Okay. That's good to hear. Thank you.

speaker
Karina
Analyst at Truist

Thank you.

speaker
Operator
Conference Operator

Ladies and gentlemen, that concludes our question and answer session. I would now like to turn the conference back over to David for any additional comments.

speaker
Dr. David Chang
President and Chief Executive Officer

Thank you, Alfreda.

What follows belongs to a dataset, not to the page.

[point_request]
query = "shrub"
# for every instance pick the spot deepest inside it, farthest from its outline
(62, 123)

Let me close out by saying that Everything we have built over the past seven and a half years has led to what's ahead in 2026. There are many ideas about where cell therapy is headed, but progress depends on staying focused on what is real and achievable. At Allogene, we kept our focus on building therapies that are scalable, reproducible, and ready for patients. In the first half of 2026, we expect two major milestones. internal futility data from Alpha-3 with stem cell in first-line consolidation, and proper concept results from Alpha-3 to 9 in autoimmune disease. These will not be theoretical advances. If successful, they will mark true clinical validation of the LGA platform, shaping our company's trajectory and building broader confidence in the potential of LGA cardiotherapy. The opportunity ahead is significant. We are entering 2026 with conviction, clarity, and momentum, and are excited for what the coming months may hold. Operator, you may now disconnect.

speaker
Operator
Conference Operator

Thank you. Ladies and gentlemen, thank you for your participation in today's conference. That does conclude the program, and you may now log off and disconnect.